With the Make in India campaign beginning to make a positive impact on the manufacturing sector and the economy as a whole, it is time for universities and industry to come closer and work in unison and make the initiative the most powerful tool for driving economic growth and spawning social prosperity, said President Pranab Mukherjee here on Monday.
In presence of a large assembly of heads of industries, academic luminaries, policy makers at the Industry-Academia Innovation Platform, a day-long conference organized by the Confederation of Indian Industry (CII) and the Indian Institute of Engineering Science and Technology Shibpur (IIEST), the President said Make in India is a drive designed to facilitate investment, foster innovation, sharpen skills, protect intellectual property, and build best-in-class manufacturing infrastructure in India.
“Make in India envisions raising the contribution of the manufacturing sector to 25 per cent of the GDP and in the process, creating 100 million new jobs in the country. It also aspires to slot India into active global value chains by making manufacturing globally competitive,” said Mukherjee.
“In 2015-16, manufacturing grew at 9.3 per cent, up from 5.5 per cent last year. This reflects the impact of Make in India campaign. The sector employs 12 per cent of the Indian workforce.
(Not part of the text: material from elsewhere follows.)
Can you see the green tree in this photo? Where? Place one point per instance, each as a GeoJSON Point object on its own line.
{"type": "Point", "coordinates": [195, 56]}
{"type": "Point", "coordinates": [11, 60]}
For each 1 per cent increase in manufacturing growth, 20-30 million additional jobs can be created, directly and indirectly,” Mukherjee commented.
The Hon’ble President also heaped praise on IIEST Shibpur, an institute of national importance with 160 years of grand heritage and CII, the apex industry body with 120 years of glorious history, for joining hands to work towards building a knowledgeable society and enabling Make in India.
Partha Chatterjee, state education minister, detailed what the West Bengal Government is doing to ensure that academia is in sync with the requirements of the industry. “The State Council of Higher Education has decided to undertake an effort at the nodal level to update and revise the curriculum of all subjects, especially science, in consultation with universities and then send it back to them for further necessary actions to adopt the same,” Chatterjee said, adding that a committee of eminent academics is being set up to oversee the task of this curriculum revision in a time-bound manner.
In his address, the CII President, Naushad Forbes, said the pillars of India’s strength are human capital and research; market sophistication and knowledge & technology output. “Our biggest strength is our human resource and the more we sharpen it, the more we invest on it, the more we are going to benefit in the long run,” Forbes observed.